Belinda Hamnett (; Cantonese: Hon Kwun-Ting) born 28 September 1975  in Hong Kong is an actress, model and ex-beauty queen.  Being crowned Miss Asia Pageant 1997 effectively launched her career in the fashion and entertainment industry.  The model turned Hong Kong film actress lives in Singapore.

Personal life 
Belinda Hamnett spent her childhood and teenage years in Singapore where her father was stationed. Her father is English and her mother is Chinese.  Hamnett resided in Changi, eastern Singapore, where she was a student at Changkat Changi Secondary School. Hamnett attended  Sunday school at St Hilda's Church in Ceylon Road.

Hamnett was awarded the title of Miss Asia in ATV's Miss Asia Pageant held in Hong Kong in 1997.

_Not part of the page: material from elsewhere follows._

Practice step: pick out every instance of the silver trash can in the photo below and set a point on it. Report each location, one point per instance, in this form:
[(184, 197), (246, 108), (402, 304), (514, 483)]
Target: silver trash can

In 2006, Hamnett revealed that she has overcome anorexia with the help of medical practitioners.  Hamnett commented, “Although my body has not reached the stage the doctors approve of, but I am already very pleased. I am very happy at the moment.”

Career 
For several years she has been contracted with TVB and ATV Hong Kong broadcast companies and did several Cantonese based television series for them. She has also appeared in several movies and her photos have been featured in numerous fashion magazines. Belinda left TVB between 2005 and 2006 and was relatively silent within media and entertainment for a few years. In 2009, she returned to ATV for a new drama series.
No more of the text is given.